Unlike in Fife, Ripple is not relying on its fair notice defense to preclude the SEC from taking discovery and proceeding to merits adjudication.
Ripple has replied to the SEC’s letter of supplemental authority as part of the agency’s motion to strike the fair notice defense.
The plaintiff notified the Court of the out-of-circuit decision in SEC v. Fife, arguing it is an analogous case in which the court ruled against the defendant on a fair notice motion regarding the term “dealer”. Ripple’s motion regards the term “investment contract”.
In its letter, Ripple countered that the Fife case does not support the SEC’s arguments.
Different procedural posture
Michael K. Kellogg, counsel for Ripple Labs authored the letter that explained why the Fife analogy doesn’t fit the Ripple case and its fourth affirmative defense.
“Fife does not support the SEC’s motion to strike Ripple’s affirmative defense that it lacked adequate notice that XRP was an investment contract. The court in Fife determined only that it would not, at the pleading stage, dismiss the SEC’s adequately pleaded complaint on the basis of the defendants’ due process challenge.
“The question before this Court arises in a completely different procedural posture: whether Ripple’s Answer plausibly sets forth a cognizable legal theory for its affirmative defense, such that it should be permitted to develop evidence and present the defense on a more complete record.
“That is clearly the case here: Ripple’s fair notice defense is firmly rooted in binding Second Circuit precedent. Unlike in Fife, Ripple is not relying on its fair notice defense to preclude the SEC from taking discovery and proceeding to merits adjudication. Indeed, factual discovery is now complete. Ripple is simply asking that it not be precluded from presenting its legally cognizable defense on a full record.
Ripple’s defense rooted in binding Second Circuit precedent
Ripple counsel Michael K. Kellogg further explained that the law in this Circuit is clear that an affirmative defense to a claim may only be struck where “there is no question of law which might allow the defense to succeed.”

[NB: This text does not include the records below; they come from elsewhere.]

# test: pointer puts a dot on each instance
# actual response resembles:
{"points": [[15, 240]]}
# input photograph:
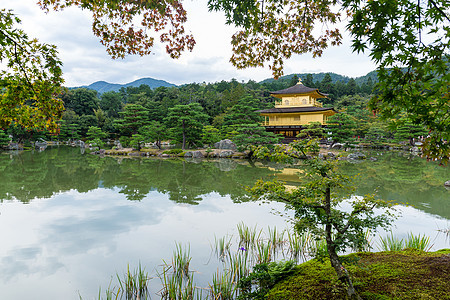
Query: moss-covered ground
{"points": [[383, 275]]}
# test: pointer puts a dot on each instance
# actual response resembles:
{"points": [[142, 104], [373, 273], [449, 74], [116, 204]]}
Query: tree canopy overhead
{"points": [[30, 78], [126, 27], [409, 40]]}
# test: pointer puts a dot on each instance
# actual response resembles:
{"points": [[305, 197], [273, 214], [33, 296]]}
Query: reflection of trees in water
{"points": [[32, 175], [405, 179]]}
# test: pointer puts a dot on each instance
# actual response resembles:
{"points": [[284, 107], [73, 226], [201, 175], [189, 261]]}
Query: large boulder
{"points": [[356, 155], [194, 154], [225, 144], [226, 154]]}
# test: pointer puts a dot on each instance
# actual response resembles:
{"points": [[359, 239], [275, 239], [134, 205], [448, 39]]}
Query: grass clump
{"points": [[413, 242], [173, 151]]}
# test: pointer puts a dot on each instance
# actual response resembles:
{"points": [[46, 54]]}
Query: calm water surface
{"points": [[70, 222]]}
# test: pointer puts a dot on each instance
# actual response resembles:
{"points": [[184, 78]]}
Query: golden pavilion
{"points": [[295, 107]]}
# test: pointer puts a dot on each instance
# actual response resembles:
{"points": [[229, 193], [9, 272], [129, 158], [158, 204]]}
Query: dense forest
{"points": [[197, 114]]}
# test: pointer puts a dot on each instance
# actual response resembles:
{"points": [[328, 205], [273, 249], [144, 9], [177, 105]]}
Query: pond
{"points": [[69, 222]]}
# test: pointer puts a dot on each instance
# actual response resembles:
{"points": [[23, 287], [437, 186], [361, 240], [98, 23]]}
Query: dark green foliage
{"points": [[409, 40], [263, 277], [95, 136], [210, 135], [253, 135], [111, 103], [342, 127], [134, 117], [186, 122], [154, 132], [243, 112], [406, 130], [136, 141], [4, 139], [82, 101], [316, 205]]}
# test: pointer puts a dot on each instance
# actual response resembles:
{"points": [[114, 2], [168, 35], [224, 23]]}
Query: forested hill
{"points": [[318, 77], [103, 86]]}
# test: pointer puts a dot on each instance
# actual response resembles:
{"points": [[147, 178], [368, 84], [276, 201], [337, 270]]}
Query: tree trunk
{"points": [[331, 248], [184, 138]]}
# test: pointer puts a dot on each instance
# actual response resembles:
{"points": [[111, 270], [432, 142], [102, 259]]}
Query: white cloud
{"points": [[86, 61]]}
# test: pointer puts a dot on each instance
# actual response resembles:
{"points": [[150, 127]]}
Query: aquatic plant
{"points": [[419, 242], [133, 285], [223, 286], [391, 243]]}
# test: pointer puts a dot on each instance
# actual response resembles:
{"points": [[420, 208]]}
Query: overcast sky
{"points": [[86, 61]]}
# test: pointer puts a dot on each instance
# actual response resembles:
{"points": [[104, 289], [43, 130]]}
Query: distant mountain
{"points": [[103, 86], [318, 77]]}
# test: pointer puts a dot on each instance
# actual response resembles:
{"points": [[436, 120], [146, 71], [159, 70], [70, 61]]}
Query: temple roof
{"points": [[299, 88], [295, 109]]}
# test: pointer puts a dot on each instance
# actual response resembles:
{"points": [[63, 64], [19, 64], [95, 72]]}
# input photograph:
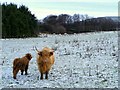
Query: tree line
{"points": [[77, 23], [18, 22]]}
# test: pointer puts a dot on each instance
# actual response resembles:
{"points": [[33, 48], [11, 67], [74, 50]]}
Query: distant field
{"points": [[81, 61]]}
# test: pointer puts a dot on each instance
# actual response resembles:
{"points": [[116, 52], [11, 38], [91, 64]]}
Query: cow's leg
{"points": [[41, 76], [22, 72], [26, 68], [15, 71], [46, 75]]}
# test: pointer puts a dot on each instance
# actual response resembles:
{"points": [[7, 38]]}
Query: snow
{"points": [[81, 61]]}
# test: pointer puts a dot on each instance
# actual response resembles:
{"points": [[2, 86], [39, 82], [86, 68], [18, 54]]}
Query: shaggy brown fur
{"points": [[21, 64], [45, 59]]}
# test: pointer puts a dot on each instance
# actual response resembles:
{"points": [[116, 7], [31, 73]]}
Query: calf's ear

“Under that appropriately demanding standard, any “disputed or substantial issue of law” requires denial of such a motion. Even if Fife – an out-of-circuit decision that is not binding on this Court – supported the SEC’s position (and it does not), that still would do no more than create a “disputed or substantial issue of law” requiring denial of the SEC’s motion to strike”, he added.
The SEC’s letter filed earlier this month claimed “it is for the courts – not the parties – to determine whether particular conduct falls within the scope of the statute.”
“Indeed, the court rejected the defendants’ fair notice defense at the motion to dismiss stage despite acknowledging that lack of “binding authority” constructing the term “dealer”. In Ripple’s case, binding authority constructing the term “investment contract” has existed since 1946.”
XRP community member and attorney Jeremy Hogan said the Fife fair notice defense was made in a very different stage of litigation and the standard is completely different than the SEC v. Ripple as Fife filed in order to dismiss the lawsuit entirely, which raised the burden on them.
“In the Ripple case, it’s the SEC that is trying to strike the affirmative defense of Fair Notice and it has the high burden to meet. The general idea in modern courts is that the decision should be made after looking at the evidence, unless there’s no “plausible” way of winning”.